Interdiction d’enregistrer en salle d’audience : saisine du conseil constitutionnel

Publié le Par Me Erika THIEL Vu 131 fois 0

Le conseil constitutionnel a été saisi par arrêt de la chambre criminelle du 3 octobre dernier d’une question prioritaire de constitutionnalité

Interdiction d’enregistrer en salle d’audience : saisine du conseil constitutionnel
Le conseil constitutionnel a été saisi par arrêt de la chambre criminelle du 3 octobre dernier d’une question prioritaire de constitutionnalité portant sur les dispositions de l’article 38 ter de la loi du 29 juillet 1981 sur la liberté de la presse disposant :

« Dès l'ouverture de l'audience des juridictions administratives ou judiciaires, l'emploi de tout appareil permettant d'enregistrer, de fixer ou de transmettre la parole ou l'image est interdit. Le président fait procéder à la saisie de tout appareil et du support de la parole ou de l'image utilisés en violation de cette interdiction.

 

Toutefois, sur demande présentée avant l'audience, le président peut autoriser des prises de vues quand les débats ne sont pas commencés et à la condition que les parties ou leurs représentants et le ministère public y consentent.

 

Toute infraction aux dispositions du présent article sera punie de 4 500 euros d'amende. Le tribunal pourra en outre prononcer la confiscation du matériel ayant servi à commettre l'infraction et du support de la parole ou de l'image utilisé.

 

Est interdite, sous les mêmes peines, la cession ou la publication, de quelque manière et par quelque moyen que ce soit, de tout enregistrement ou document obtenu en violation des dispositions du présent article »
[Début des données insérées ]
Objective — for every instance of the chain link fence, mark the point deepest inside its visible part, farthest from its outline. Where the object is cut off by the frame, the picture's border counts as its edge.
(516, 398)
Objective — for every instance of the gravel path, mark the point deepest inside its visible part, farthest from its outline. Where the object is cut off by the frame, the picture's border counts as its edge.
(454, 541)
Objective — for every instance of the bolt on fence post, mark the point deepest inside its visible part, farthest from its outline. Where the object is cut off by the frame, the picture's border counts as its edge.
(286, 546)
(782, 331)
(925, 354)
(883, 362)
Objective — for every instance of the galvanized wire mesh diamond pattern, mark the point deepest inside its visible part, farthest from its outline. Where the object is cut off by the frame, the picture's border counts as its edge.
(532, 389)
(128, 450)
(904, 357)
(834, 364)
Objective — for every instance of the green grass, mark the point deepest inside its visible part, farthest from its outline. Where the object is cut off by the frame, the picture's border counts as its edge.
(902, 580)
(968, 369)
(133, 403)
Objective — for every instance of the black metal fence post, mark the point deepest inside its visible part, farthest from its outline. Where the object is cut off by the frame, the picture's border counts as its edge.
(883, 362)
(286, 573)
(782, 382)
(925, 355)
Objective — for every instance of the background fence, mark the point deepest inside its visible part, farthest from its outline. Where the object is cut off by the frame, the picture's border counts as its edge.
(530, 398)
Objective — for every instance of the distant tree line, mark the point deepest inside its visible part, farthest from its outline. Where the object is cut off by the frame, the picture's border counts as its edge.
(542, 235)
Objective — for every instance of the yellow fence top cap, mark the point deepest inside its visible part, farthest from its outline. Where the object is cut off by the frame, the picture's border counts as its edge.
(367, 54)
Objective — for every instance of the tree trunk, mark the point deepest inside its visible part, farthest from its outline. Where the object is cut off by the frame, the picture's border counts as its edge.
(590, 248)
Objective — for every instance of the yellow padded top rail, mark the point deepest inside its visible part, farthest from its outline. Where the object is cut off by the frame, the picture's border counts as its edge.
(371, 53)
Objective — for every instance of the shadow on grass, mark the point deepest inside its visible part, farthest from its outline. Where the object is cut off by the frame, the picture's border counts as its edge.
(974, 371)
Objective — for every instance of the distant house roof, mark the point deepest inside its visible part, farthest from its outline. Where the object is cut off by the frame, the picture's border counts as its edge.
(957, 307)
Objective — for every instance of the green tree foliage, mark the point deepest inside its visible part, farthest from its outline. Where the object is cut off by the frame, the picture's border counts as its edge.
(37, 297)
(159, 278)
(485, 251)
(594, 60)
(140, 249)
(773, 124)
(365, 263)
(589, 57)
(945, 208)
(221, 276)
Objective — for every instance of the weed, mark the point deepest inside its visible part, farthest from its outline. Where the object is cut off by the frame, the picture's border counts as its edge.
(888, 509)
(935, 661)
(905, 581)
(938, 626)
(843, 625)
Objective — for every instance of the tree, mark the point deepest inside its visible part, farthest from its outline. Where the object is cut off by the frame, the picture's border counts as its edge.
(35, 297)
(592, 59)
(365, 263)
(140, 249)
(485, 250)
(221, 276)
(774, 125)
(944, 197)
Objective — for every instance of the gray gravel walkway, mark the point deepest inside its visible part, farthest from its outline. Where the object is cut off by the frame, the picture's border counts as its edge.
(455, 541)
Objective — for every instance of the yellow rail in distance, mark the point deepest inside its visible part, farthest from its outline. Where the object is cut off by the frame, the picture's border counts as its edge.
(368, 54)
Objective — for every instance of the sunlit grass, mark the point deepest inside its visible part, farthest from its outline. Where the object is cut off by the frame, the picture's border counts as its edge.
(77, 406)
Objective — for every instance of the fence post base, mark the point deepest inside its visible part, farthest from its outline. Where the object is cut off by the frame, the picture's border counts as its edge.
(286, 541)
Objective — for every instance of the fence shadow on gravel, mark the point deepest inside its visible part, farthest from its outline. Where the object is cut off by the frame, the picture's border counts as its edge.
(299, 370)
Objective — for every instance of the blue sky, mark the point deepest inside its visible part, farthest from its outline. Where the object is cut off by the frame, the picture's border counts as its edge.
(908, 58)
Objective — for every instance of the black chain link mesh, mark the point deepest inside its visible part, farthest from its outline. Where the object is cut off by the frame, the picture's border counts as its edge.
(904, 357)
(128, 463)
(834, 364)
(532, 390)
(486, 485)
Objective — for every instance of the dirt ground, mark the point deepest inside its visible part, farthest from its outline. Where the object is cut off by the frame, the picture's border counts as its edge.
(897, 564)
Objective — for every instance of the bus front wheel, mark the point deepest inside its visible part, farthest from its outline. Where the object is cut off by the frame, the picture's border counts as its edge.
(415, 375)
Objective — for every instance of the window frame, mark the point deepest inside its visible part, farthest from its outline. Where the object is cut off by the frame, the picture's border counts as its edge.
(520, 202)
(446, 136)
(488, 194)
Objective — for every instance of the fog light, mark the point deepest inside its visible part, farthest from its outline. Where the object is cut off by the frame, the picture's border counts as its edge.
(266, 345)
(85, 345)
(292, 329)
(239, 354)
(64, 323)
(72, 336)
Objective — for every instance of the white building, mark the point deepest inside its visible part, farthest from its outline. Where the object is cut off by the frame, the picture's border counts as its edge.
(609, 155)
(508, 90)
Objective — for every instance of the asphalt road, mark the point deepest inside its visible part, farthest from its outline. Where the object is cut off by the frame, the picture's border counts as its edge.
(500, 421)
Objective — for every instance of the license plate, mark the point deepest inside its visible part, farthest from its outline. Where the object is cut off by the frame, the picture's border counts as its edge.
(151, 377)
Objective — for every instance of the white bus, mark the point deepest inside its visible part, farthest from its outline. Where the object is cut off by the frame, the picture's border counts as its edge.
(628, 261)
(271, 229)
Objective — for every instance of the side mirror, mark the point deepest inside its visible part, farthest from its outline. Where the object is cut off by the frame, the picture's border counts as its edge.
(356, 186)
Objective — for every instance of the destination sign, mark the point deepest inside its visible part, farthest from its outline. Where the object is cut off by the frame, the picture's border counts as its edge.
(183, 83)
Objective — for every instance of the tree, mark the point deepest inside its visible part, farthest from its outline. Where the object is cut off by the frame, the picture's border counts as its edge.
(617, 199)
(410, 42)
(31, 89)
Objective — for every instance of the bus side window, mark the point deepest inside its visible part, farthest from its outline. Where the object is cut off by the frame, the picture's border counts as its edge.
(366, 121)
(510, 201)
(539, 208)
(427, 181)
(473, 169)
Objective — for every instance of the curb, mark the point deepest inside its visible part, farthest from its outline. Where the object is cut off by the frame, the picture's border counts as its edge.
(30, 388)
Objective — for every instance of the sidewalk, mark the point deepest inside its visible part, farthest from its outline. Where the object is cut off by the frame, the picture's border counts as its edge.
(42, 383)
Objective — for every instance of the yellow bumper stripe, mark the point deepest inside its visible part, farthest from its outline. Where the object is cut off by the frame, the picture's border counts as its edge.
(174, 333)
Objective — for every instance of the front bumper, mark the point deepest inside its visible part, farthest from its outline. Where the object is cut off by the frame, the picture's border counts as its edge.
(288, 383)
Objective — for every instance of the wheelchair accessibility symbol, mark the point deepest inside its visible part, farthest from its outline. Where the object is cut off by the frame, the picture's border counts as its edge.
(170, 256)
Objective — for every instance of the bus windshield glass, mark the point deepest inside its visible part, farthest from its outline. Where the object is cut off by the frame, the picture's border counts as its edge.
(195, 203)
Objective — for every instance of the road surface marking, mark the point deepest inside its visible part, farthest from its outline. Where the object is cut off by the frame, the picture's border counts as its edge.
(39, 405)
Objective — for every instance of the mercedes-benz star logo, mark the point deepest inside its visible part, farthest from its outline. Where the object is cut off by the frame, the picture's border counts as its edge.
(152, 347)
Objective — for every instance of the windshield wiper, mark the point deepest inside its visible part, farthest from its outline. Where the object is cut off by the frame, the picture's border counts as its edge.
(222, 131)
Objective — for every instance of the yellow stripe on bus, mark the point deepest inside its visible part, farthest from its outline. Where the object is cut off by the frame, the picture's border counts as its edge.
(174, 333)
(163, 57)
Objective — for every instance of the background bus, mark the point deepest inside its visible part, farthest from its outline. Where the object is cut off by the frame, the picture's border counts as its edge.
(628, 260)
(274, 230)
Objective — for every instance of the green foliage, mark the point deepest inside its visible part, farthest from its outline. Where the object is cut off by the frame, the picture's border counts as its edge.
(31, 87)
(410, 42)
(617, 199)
Ces dispositions sont-elles contraires au principe de nécessité des délits et des peines et à la liberté de communication?

La chambre criminelle relève que des exceptions ont été posées à ce principe pour la cour d’assises à l’article 308 du code de procédure pénale et également dans le code du patrimoine afin de constituer des archives audiovisuelles de la justice, et renvoie la question au conseil constitutionnel en considérant : 
 
« qu’il convient en conséquence que le conseil constitutionnel puisse dire si la disposition critiquée, initialement instituée en vue de préserver la sérénité des débats devant les juridictions, protéger les droits des parties au procès et garantir l’autorité et l’impartialité de la justice, n’est pas devenue, au regard de l’évolution des techniques de communication, susceptible de constituer une atteinte disproportionnée à la liberté d’expression et de communication ».